Induction of therapeutic levels of HbF in genome‐edited primary β 0 39‐thalassaemia haematopoietic stem and progenitor cells

Summary Hereditary persistence of fetal haemoglobin (HPFH) is the major modifier of the clinical severity of β‐thalassaemia. The homozygous mutation c.‐196 C>T in the Aγ‐globin ( HBG1 ) promoter, which causes Sardinian δβ 0 ‐thalassaemia, is able to completely rescue the β‐major thalassaemia phenotype caused by the β 0 39‐thalassaemia mutation, ensuring high levels of fetal haemoglobin synthesis during adulthood. Here, we describe a CRISPR/Cas9 genome‐editing approach, combined with the non‐homologous end joining (NHEJ) pathway repair, aimed at reproducing the effects of this naturally occurring HPFH mutation in both HBG promoters. After selecting the most efficient guide RNA in K562 cells, we edited the HBG promoters in human umbilical cord blood‐derived erythroid progenitor 2 cells (HUDEP‐2) and in haematopoietic stem and progenitor cells (HSPCs) from β 0 ‐thalassaemia patients to assess the therapeutic potential of HbF induction. Our results indicate that small deletions targeting the −196‐promoter region restore high levels of fetal haemoglobin (HbF) synthesis in all cell types tested.
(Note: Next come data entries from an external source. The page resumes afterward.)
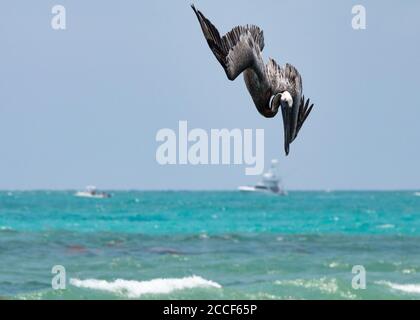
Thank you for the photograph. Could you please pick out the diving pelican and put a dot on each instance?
(270, 86)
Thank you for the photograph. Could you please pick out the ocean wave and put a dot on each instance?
(324, 285)
(408, 288)
(135, 289)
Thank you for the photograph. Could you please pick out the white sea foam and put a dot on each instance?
(408, 288)
(386, 226)
(135, 289)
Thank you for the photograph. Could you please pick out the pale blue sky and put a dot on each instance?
(83, 106)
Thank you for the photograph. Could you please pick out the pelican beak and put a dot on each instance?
(287, 125)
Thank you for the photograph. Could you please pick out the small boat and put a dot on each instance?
(270, 183)
(92, 192)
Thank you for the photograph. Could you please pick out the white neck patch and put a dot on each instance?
(286, 97)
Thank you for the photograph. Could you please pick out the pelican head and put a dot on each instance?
(286, 98)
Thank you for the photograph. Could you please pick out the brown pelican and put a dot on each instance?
(271, 85)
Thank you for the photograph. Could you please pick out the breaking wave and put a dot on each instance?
(135, 289)
(408, 288)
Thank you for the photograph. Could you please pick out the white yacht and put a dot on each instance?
(92, 192)
(270, 183)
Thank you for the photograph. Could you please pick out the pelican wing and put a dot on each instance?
(237, 50)
(288, 79)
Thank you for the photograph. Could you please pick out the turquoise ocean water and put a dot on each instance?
(210, 245)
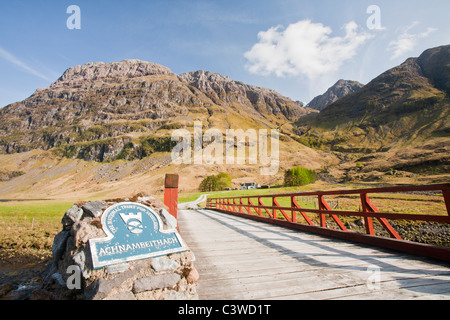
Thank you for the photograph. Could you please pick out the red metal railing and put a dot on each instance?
(254, 207)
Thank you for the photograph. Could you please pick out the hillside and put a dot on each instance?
(125, 110)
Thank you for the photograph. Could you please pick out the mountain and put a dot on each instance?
(398, 121)
(124, 110)
(338, 90)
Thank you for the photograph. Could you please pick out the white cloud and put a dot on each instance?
(11, 58)
(303, 48)
(406, 41)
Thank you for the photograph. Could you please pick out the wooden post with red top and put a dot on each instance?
(171, 194)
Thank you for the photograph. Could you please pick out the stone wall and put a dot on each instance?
(71, 276)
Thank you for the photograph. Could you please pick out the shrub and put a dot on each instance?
(299, 177)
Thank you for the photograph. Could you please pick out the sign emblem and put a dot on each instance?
(134, 232)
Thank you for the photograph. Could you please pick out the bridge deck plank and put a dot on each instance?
(244, 259)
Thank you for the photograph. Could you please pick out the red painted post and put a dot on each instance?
(368, 222)
(171, 194)
(323, 222)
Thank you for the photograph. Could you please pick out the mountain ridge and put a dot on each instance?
(105, 111)
(339, 90)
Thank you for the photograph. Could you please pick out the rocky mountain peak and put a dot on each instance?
(92, 71)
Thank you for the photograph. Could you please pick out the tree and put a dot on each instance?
(215, 183)
(299, 177)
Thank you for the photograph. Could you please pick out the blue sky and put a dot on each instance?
(298, 48)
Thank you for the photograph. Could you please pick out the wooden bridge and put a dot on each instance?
(242, 259)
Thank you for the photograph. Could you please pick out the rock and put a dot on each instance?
(123, 296)
(157, 278)
(164, 264)
(59, 244)
(94, 209)
(169, 220)
(71, 216)
(84, 230)
(117, 268)
(156, 282)
(193, 276)
(338, 90)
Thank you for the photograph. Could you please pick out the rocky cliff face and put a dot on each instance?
(404, 106)
(223, 90)
(338, 90)
(104, 111)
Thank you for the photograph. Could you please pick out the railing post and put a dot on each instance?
(171, 194)
(368, 222)
(446, 195)
(274, 211)
(322, 218)
(293, 212)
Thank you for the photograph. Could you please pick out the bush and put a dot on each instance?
(215, 183)
(299, 177)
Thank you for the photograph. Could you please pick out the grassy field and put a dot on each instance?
(27, 230)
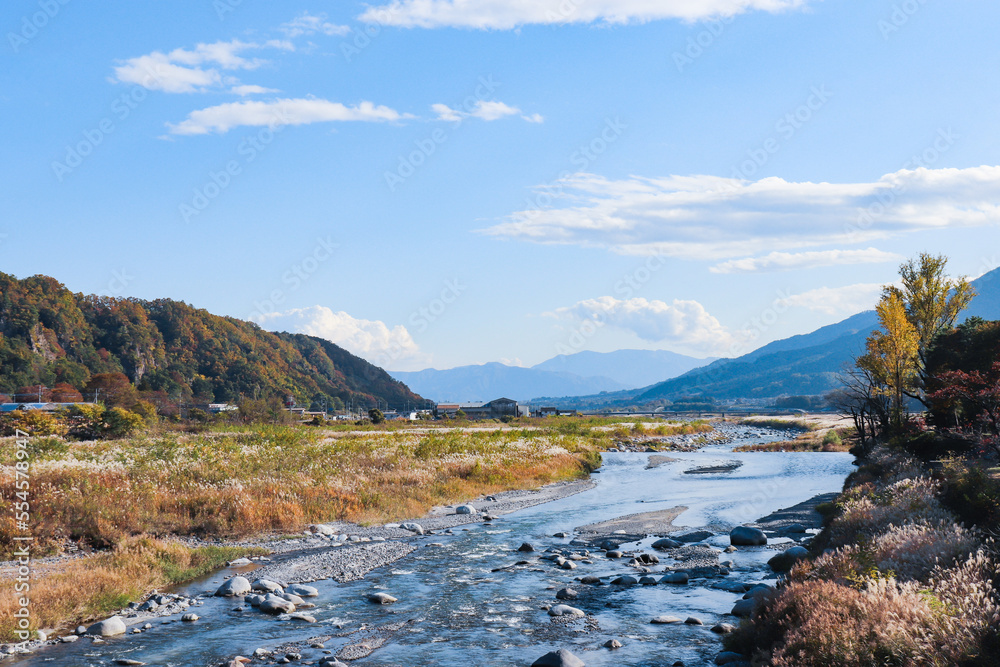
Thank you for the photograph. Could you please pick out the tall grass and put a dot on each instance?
(273, 478)
(900, 582)
(92, 588)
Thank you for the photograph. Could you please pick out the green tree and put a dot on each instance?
(892, 355)
(932, 303)
(121, 423)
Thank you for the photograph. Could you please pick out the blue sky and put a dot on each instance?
(439, 183)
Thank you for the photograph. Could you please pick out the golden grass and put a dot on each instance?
(123, 495)
(815, 440)
(273, 479)
(93, 587)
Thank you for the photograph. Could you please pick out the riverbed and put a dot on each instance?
(463, 600)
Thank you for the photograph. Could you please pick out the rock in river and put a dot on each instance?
(696, 536)
(274, 605)
(266, 586)
(237, 586)
(744, 608)
(110, 627)
(302, 591)
(679, 578)
(413, 527)
(565, 610)
(745, 536)
(784, 561)
(560, 658)
(667, 543)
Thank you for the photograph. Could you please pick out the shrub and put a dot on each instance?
(32, 422)
(832, 438)
(120, 423)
In pools of HSPCs derived from homozygous β 0 39‐thalassaemia patients, a 20% editing determined a parallel 20% increase of HbF compared to unedited pools. These results suggest that editing the region of HBG promoters around the −196 position has the potential to induce therapeutic levels of HbF in patients with most types of β‐thalassaemia irrespective of the β‐globin gene ( HBB ) mutations.